By Dan Harkins, Scientist
Share Post

Cloud services are now being used to crack passwords used in WPA2-PSK. One researcher used the Amazon cloud to check over 400,000 passwords per second at a cost of less than a penny. He claims he can find passwords for less than $2.

If "use a stronger password!" is your response, then you're not thinking about Moore's Law. These sorts of attacks are going to be getting faster and cheaper and your ability to remember a password, and repeately enter it with a low probability of error, starts to degrade after about 20 characters. It's a losing battle!

What should I do, you ask? Good question. The answer is to not use protocols that are susceptible to dictionary attack.
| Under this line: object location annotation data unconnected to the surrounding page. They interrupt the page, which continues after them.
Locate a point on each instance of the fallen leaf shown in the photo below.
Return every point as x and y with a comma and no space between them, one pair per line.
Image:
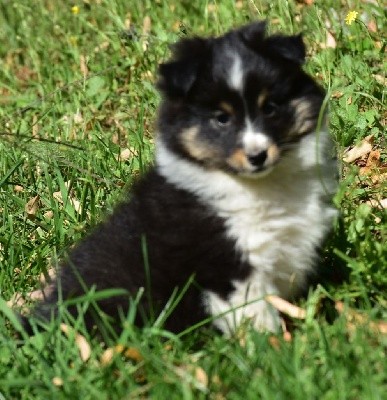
274,342
337,94
32,207
80,341
107,356
146,27
358,151
57,381
330,41
133,354
18,188
83,66
285,307
373,159
355,318
372,26
201,376
381,204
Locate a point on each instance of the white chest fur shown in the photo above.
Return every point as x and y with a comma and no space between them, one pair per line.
277,221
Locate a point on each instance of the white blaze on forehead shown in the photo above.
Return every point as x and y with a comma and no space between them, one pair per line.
235,78
254,142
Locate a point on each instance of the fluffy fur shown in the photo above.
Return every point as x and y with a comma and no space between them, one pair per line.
239,198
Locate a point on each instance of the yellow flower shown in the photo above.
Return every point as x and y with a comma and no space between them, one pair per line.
351,17
75,10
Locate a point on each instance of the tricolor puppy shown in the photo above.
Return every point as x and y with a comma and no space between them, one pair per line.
238,201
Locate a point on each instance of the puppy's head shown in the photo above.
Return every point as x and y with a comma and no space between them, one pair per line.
239,101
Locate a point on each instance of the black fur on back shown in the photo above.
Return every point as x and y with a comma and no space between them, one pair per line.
184,239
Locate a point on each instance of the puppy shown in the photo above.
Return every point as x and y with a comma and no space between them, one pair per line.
239,199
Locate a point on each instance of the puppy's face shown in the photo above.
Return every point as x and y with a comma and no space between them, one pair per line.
237,102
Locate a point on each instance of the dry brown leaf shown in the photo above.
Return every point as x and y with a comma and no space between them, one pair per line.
107,356
382,204
201,376
373,159
47,277
146,27
372,27
274,342
330,41
359,151
380,79
74,202
133,354
57,381
18,188
285,307
83,66
80,341
32,207
355,318
337,94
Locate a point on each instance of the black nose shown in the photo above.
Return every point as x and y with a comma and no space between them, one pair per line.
258,159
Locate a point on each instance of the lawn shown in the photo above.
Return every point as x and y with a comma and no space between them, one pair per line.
77,111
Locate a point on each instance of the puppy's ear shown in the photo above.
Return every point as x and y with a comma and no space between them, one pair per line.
178,76
253,34
291,48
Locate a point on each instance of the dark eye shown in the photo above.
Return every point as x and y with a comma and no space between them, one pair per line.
222,118
269,108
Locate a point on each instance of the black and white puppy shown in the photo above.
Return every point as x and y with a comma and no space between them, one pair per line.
238,199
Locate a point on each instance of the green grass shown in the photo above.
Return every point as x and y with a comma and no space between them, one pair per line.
77,89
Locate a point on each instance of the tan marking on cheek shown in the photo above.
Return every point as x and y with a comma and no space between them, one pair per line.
273,153
262,98
194,146
238,160
227,107
302,118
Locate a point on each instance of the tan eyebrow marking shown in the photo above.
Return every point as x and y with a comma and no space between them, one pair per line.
227,107
262,97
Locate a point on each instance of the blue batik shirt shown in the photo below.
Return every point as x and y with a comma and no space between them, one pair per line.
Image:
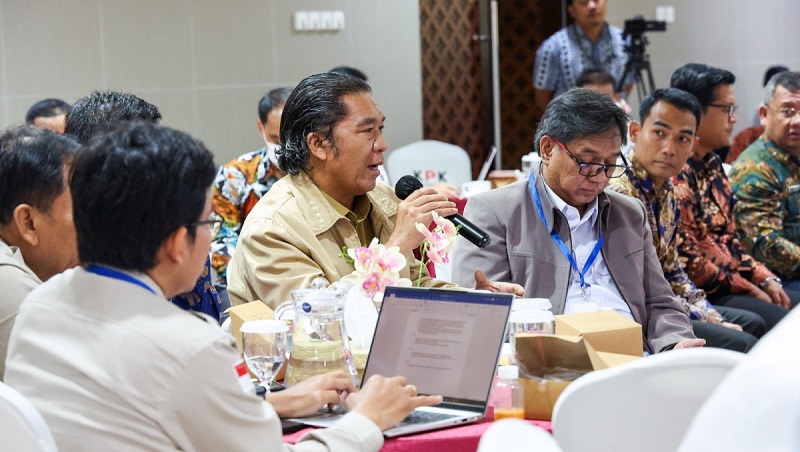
564,56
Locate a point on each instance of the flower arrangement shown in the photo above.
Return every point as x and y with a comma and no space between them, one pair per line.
438,242
377,267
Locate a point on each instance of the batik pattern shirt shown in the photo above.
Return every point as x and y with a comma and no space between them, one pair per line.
237,188
765,181
562,57
714,258
663,216
203,298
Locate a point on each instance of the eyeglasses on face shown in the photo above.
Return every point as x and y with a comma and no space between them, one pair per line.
214,223
787,113
593,169
730,107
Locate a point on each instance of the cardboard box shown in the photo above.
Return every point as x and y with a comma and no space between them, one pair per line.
255,310
607,331
549,363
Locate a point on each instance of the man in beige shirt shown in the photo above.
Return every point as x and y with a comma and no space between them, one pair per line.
37,237
332,147
112,365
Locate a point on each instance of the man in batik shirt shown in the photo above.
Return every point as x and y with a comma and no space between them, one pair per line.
662,142
714,258
240,183
589,43
766,182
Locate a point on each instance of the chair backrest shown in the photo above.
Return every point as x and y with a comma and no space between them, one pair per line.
646,404
509,435
431,162
21,425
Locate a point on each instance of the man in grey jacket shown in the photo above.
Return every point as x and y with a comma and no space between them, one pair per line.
561,236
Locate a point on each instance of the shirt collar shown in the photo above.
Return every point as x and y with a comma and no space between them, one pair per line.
582,35
321,214
591,210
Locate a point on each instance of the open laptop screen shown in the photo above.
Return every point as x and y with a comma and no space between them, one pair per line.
443,341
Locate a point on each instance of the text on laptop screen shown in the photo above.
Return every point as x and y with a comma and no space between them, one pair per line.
444,342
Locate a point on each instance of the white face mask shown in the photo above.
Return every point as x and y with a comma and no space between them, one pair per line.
271,148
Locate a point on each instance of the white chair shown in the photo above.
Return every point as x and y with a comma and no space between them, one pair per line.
646,404
431,162
509,435
21,425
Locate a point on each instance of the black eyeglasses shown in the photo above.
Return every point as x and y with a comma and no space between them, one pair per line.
731,108
593,169
787,112
214,224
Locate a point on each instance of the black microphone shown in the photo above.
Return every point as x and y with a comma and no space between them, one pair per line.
409,184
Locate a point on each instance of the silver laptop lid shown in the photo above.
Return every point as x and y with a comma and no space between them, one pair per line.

A dictionary attack is one in which the attacker is able to run through a set of potential passwords and be able to realize it when he finds the right one. The set of passwords isn't necessarily a dictionary, potential passwords can have numbers and special characters (for example, "passw*rd" is unfortunately a very popular password, so is "abc123"). The idea is that the attacker has everything he needs, except the right password, to compute a password verifier and he has the information to know when that verifier is correct. All he needs is a giant database of a few million potential passwords, and those can be easily found on the Internet. When a protocol is resistant to attack it means an attacker cannot observe an attack and then go offline searching for the right password (as is done with WPA2-PSK).

Aruba has developed a protocol called dragonfly that is resistant to dictionary attack. This protocol has been added to the 802.11 standard in the form of SAE (Simultaneous Authentication of Equals). It's also been incorporated into an EAP method as defined in RFC 5931 ( as EAP-pwd.

The implications of this are profound. Passwords used for access can be shorter and easy to remember without a considerable loss of security (repeated, active, guessing attacks are still possible against dragonfly but those are easily detected and countermeasures can deal effectively with them). As a drop-in replacement for WPA2-PSK, SAE will make small office and home networks secure. As an EAP method, EAP-pwd will provide enterprise (and guest access) security using simpler passwords without the need for server-side certificates.

Coming soon to an Aruba network near you: secure authentication with only a password.